With Rape On The Rise, South Dakota Governor Signs Bill Banning All Abortion
On Monday, March 6, South Dakota Gov. Mike Rounds signed a bill banning all forms of abortion in the Mount Rushmore State, including instances where an unwanted pregnancy was the result of forced and violent rape--with the singular exception of situations where a mother would outright die without an abortion. Too bad he has done nothing to stem the rising tide of violent rapes in South Dakota. As a result, South Dakota should expect a sharp rise in rape pregnancies, about 100 to 200, over the next year.
Irrespective of what one thinks about abortion, or where life begins, or who has the right to choose, or Roe, or Wade or any of that--the thought of your own daughter--an innocent you girl--being forced to give birth to a child that resulted from violent rape or incest--forced to carry a rape pregnancy to term--this is beyond horror.
Here is a page of official statistics on rape in South Dakota for the year 2004 taken from the South Dakota Division of Criminal Investigation:
The problem that the South Dakota law creates is a moral conflict between what society should do, how we as Americans should respond in the face of two kinds of unwanted pregnancy.
In the one hand we are confronted with unwanted pregnancy that results from consensual sex. On the other hand, we are confronted with an unwanted pregnancy that results from a violent crime--rape or incest. We do not as it were, have the luxury of imagining that we live in a world where unwanted pregnancies result only from consensual sex, so long as we also live in a world where rape exists. And so we have both moral situations to confront, both problems to solve.
Now, the South Dakota Governor has concluded that the best way to deal with these two types of unwanted pregnancy is to ban all abortions. He begins by saying that the problem begins at conception. Once there is conception, according to the Governor, well then we have a problem that needs to be solved. The problem is that this form of conception, in his view, has created a life that must be protected--like any other life. Fair enough. I do not agree with that view, but it is important that we see it in full view.
The moral down side of the Governor's view is that by banning abortions he is also condemning the victim of a rape to a form of punishment that seems only to compound the suffering of what is, arguably,the most horrific crime. To be raped and then forced to carry that child to term and deliver that child. In the absence of this anti-abortion law, I cannot imagine any court in the land every condemning a rape victim to this type of punishment. It just makes no sense. And so we have to conclude that the Governor's bill looks at the suffering of rape victims, looks at the forced pregnancies of raped young girls and considers them a morally acceptable downside to this bill.

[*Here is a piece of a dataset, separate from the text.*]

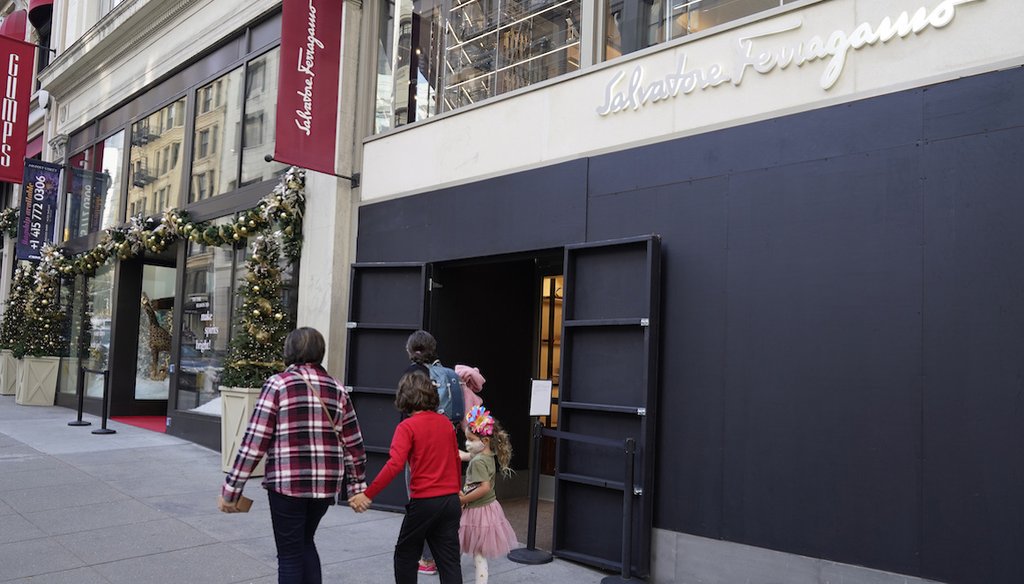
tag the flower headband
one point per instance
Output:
(479, 421)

What, then, is the other side of this moral dilemma?
The other side is to say that the problem actually begins long before conception. What we really should do is talk about reducing unwanted pregnancies before they happen.
The opposing perspective to the South Dakota bill looks at the two types of unwanted pregnancy in my opening example (consensual sex and rape victim) and asks: How can we prevent both of these pregnancies from happening?
The opposition to the South Dakota bill starts with a different premise. It sees the key to lowering abortions not as the introduction of a law that makes abortion a crime, but as the introduction of laws and programs that require states to actively engage in the prevention of unwanted pregnancies.
These laws would require all states to provide sex education and birth control to women and men, would require states to reduce their rape rates through preventative interventions and education.
The downside of this approach? Well, in some cases unwanted pregnancies would result in abortion. But in no cases would rape result in forced pregnancy and delivery.
And this brings us to the logical moral question:
Do we as a society believe it is more important to force young girls to carry and deliver the child of the man who raped them or more important to lower the rate of unwanted pregnancies as much as possible?
South Dakota has made its choice. It views the unwanted pregnancies of rape victims as morally acceptable. I doubt the country will agree.